En vertu de la réforme de Wuhu, les autorités du village ou du canton ont encouragé les agriculteurs à abandonner leurs foyers en échange d'une vie moderne avec le logement, l'assurance sociale et autres subventions égales à celles des citadins.
Au lieu de les mettre en vente sur le marché libre, les fermes individuelles des agriculteurs ont été collectivement achetés par les autorités pour le développement de l'immobilier commercial.
M. Liu a dit que dans ce mode, les autorités locales, plutôt que les agriculteurs, ont été les principaux bénéficiaires des bénéfices de la vente des droits d'utilisation des terres. Les intérêts individuels des agriculteurs n'ont pas été pleinement pris en compte.
Wang Weiguo, recteur de l'École de droit civil et commercial de l'Université chinoise des sciences politiques, a déclaré que dans le cadre de la prochaine réforme de l'espace rural, les agriculteurs devraient être autorisés à décider de vendre ou de conserver leurs propres propriétés.
M. Wang a suggéré que les agriculteurs puissent avoir le droit de vendre des droits de gestion équivalent à un certain nombre d'années pour leurs fermes par le biais d'une plate-forme de transaction ouverte. Après la fin de la période, ils pourraient reprendre leurs biens.
M. Wang a dit que les réformes agraires antérieures de la Chine ont été menées au niveau local et dans des régions pilotes.
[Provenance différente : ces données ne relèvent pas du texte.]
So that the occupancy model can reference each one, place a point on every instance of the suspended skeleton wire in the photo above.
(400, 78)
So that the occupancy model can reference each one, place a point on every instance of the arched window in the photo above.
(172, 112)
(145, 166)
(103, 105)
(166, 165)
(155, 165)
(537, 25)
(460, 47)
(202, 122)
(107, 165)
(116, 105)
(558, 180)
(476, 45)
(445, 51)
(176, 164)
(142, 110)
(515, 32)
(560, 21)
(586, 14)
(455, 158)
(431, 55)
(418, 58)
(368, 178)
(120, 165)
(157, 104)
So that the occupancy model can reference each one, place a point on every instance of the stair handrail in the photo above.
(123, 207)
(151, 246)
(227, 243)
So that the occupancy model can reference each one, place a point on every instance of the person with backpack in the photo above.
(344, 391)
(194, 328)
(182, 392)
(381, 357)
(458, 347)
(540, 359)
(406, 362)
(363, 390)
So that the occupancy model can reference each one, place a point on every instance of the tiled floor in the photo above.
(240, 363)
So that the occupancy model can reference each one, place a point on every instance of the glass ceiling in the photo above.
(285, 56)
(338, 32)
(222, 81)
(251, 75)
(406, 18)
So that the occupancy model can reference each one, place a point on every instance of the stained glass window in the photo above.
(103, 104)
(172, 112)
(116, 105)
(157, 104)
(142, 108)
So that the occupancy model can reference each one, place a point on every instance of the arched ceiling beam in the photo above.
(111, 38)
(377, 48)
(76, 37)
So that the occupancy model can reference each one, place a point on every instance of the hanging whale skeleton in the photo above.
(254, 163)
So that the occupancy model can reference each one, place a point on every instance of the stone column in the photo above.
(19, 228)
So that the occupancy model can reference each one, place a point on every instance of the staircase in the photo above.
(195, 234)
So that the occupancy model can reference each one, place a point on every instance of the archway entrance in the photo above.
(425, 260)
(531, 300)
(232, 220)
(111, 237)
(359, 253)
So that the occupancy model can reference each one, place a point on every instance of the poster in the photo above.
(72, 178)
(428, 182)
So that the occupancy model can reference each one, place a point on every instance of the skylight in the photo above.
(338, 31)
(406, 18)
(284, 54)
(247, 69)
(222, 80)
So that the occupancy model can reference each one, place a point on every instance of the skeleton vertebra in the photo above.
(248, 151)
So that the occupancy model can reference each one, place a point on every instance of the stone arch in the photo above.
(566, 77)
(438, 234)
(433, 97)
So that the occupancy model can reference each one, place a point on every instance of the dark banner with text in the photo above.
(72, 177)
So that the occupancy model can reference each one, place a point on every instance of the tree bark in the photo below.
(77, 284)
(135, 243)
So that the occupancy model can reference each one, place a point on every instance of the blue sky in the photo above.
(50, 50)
La future réforme exigera du Gouvernement Central de mener à bien la conception de haut niveau pour réglementer l'utilisation des terres rurales et garantir les droits de propriété des agriculteurs.
« Le gouvernement doit modifier les lois et règlements afin de faciliter l'évaluation des biens, les transactions, les hypothèques et l'enregistrement des droits de propriété dans le secteur rural pour assurer la mise en œuvre des politiques de l'Etat sur la réforme foncière rurale », a-t-il dit.